The Raleigh scrap metal recycling facility that has been discharging PCB-polluted water into a local stream finally has a plan to clean up its mess.
Raleigh Metal Recycling sent a letter to the N.C. Department of Environment and Natural Resources on May 2nd, outlining “a comprehensive approach” to stabilize PCB and metal contaminated soil and install two stormwater ponds to manage runoff. Currently, runoff from the property flows through a pipe into an outlet which discharges into an unnamed tributary to Wildcat Branch stream.
The plan comes a month after DENR issued a violation notice showing “extremely high concentrations of lead, cadmium, mercury, PCBs, nickel, copper and zinc” at four locations on the property.

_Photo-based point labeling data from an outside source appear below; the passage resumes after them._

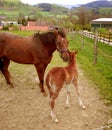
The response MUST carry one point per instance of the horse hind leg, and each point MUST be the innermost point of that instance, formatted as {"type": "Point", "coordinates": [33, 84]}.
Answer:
{"type": "Point", "coordinates": [4, 63]}
{"type": "Point", "coordinates": [52, 103]}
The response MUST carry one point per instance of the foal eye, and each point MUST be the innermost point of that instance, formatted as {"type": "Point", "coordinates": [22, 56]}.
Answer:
{"type": "Point", "coordinates": [62, 39]}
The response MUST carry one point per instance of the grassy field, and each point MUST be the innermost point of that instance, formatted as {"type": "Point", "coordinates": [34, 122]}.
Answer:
{"type": "Point", "coordinates": [99, 73]}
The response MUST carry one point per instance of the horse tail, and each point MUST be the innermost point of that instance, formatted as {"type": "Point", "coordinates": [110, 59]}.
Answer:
{"type": "Point", "coordinates": [1, 64]}
{"type": "Point", "coordinates": [48, 84]}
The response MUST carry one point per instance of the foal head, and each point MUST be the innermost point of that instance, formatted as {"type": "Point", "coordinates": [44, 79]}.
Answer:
{"type": "Point", "coordinates": [62, 44]}
{"type": "Point", "coordinates": [72, 57]}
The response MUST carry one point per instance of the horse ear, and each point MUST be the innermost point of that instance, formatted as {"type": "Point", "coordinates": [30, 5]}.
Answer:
{"type": "Point", "coordinates": [55, 32]}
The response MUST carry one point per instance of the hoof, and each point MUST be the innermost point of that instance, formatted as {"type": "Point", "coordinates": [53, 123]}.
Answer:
{"type": "Point", "coordinates": [56, 120]}
{"type": "Point", "coordinates": [83, 107]}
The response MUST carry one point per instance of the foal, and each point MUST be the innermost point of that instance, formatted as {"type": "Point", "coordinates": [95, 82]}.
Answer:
{"type": "Point", "coordinates": [60, 76]}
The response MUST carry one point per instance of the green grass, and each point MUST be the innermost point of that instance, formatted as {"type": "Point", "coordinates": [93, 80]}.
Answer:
{"type": "Point", "coordinates": [99, 73]}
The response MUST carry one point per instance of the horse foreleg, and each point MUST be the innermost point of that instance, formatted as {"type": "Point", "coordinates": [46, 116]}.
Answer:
{"type": "Point", "coordinates": [5, 71]}
{"type": "Point", "coordinates": [41, 71]}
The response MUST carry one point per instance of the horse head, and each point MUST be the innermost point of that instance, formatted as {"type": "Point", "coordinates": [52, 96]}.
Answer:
{"type": "Point", "coordinates": [62, 44]}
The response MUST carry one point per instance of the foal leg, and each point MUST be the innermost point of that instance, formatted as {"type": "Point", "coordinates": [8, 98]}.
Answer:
{"type": "Point", "coordinates": [52, 103]}
{"type": "Point", "coordinates": [5, 71]}
{"type": "Point", "coordinates": [41, 71]}
{"type": "Point", "coordinates": [78, 94]}
{"type": "Point", "coordinates": [68, 96]}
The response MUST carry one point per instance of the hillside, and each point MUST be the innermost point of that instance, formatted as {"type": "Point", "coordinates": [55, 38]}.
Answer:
{"type": "Point", "coordinates": [10, 3]}
{"type": "Point", "coordinates": [98, 4]}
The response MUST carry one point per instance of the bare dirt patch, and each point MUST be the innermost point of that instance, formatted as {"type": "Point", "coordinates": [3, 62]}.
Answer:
{"type": "Point", "coordinates": [25, 108]}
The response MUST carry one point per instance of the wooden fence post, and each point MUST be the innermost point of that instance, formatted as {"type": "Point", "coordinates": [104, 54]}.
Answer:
{"type": "Point", "coordinates": [95, 46]}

The City of Raleigh notified DENR of ongoing issues at the property last August, after an adjacent property owner complained to the City that contaminated water from the site was being discharged onto his property. Raleigh Metal Recycling has been working with DENR’s Waste Management Division on a plan to clean up PCBs and volatile organic compounds in the soil and groundwater since 2007.
PCBs are known to cause cancer. They were used in car parts as coolants and lubricants and in other electrical devices manufactured until 1977, when the government banned them.
Danny Smith, the Raleigh Regional Supervisor of Water Quality Operations, said DENR is currently “evaluating the plan to see if it is adequate.”